Like an over stuffed letterbox at election time, PIGDOGANDMONKEYFESTOS embraces all the half-baked ideas, dead ends and prejudiced rants that make artists' manifestos wondrous artworks in thenselves. Accepting the paucity of the written word, images made in the spirit of the manifesto will also be included in this landfill of a publication.

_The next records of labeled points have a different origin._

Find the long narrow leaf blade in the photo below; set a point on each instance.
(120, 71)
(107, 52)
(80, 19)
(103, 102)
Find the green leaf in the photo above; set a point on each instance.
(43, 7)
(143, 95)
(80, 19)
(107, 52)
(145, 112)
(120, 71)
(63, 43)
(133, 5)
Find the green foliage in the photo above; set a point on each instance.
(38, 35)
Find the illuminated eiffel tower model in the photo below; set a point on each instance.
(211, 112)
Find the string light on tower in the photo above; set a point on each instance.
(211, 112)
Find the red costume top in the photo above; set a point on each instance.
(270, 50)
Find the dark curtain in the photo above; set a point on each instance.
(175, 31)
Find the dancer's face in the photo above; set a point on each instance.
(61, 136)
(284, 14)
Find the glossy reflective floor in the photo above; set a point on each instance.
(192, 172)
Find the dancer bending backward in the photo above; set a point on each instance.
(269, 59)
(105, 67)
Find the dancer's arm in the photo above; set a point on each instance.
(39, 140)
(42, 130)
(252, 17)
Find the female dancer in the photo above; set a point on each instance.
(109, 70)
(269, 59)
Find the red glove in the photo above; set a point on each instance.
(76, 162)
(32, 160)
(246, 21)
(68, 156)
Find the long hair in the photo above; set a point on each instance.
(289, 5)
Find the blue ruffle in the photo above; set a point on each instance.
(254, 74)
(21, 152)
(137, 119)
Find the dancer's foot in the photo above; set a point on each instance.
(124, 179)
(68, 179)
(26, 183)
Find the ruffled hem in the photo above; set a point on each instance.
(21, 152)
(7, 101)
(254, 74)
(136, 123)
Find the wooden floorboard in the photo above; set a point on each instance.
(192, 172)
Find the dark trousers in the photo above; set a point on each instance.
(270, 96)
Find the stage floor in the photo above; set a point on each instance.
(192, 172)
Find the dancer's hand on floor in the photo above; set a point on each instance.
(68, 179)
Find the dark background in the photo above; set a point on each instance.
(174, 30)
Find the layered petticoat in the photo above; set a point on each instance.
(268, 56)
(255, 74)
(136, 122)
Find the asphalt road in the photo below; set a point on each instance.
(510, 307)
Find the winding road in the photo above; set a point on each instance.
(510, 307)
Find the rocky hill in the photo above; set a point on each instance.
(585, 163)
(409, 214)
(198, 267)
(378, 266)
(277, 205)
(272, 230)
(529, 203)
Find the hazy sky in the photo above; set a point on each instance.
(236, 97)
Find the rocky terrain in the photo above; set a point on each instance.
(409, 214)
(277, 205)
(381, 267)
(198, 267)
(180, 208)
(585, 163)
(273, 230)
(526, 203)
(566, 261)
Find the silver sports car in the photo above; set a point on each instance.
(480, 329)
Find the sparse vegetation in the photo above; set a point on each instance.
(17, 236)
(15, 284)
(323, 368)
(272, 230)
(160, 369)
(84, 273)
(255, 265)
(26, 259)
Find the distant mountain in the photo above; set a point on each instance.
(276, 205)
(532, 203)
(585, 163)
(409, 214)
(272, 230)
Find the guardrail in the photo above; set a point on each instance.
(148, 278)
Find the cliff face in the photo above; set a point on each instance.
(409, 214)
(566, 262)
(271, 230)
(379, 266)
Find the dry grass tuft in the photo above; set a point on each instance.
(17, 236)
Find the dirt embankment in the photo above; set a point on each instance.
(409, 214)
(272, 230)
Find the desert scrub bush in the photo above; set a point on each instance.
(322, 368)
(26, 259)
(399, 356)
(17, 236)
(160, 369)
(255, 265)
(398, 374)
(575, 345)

24 artists are each to be given a single page.'
Then on the first night at Headspace, Okata-San the local farmer came around and demonstrated how to use leftover rice bran (the brown bit on rice) to improve the nutritional value of cucumbers. There seems to be an unwritten manifesto on the mountain, where villagers all share resources: every day more cucumbers arrive, or someone brings aubergines, and Jamie and Aiko help Okata-San at harvest time, and he then provides them with rice for the rest of the year. Land and space is also shared, exchanges taking place are natural. Another villager arrived the other night with a ladder - saying he noticed that Jamie and Aiko were not picking their plums, (they don't have a long enough ladder) so he offered to pick them, in exchange for a share of them. They can be used to make plum sho-chu. So, this mountain village is all about recognising and sharing resources, helping each other out, supporting each other - a bit like some of the things we agreed in the 'Modes of Practice' manifesto workshop.
I decided to use the photos of the cucumber treatment for my manifesto manual, and I am quite pleased that something made in the mountains of Nara, Japan, will be distributed around London. I am looking forward to seeing the finished publication.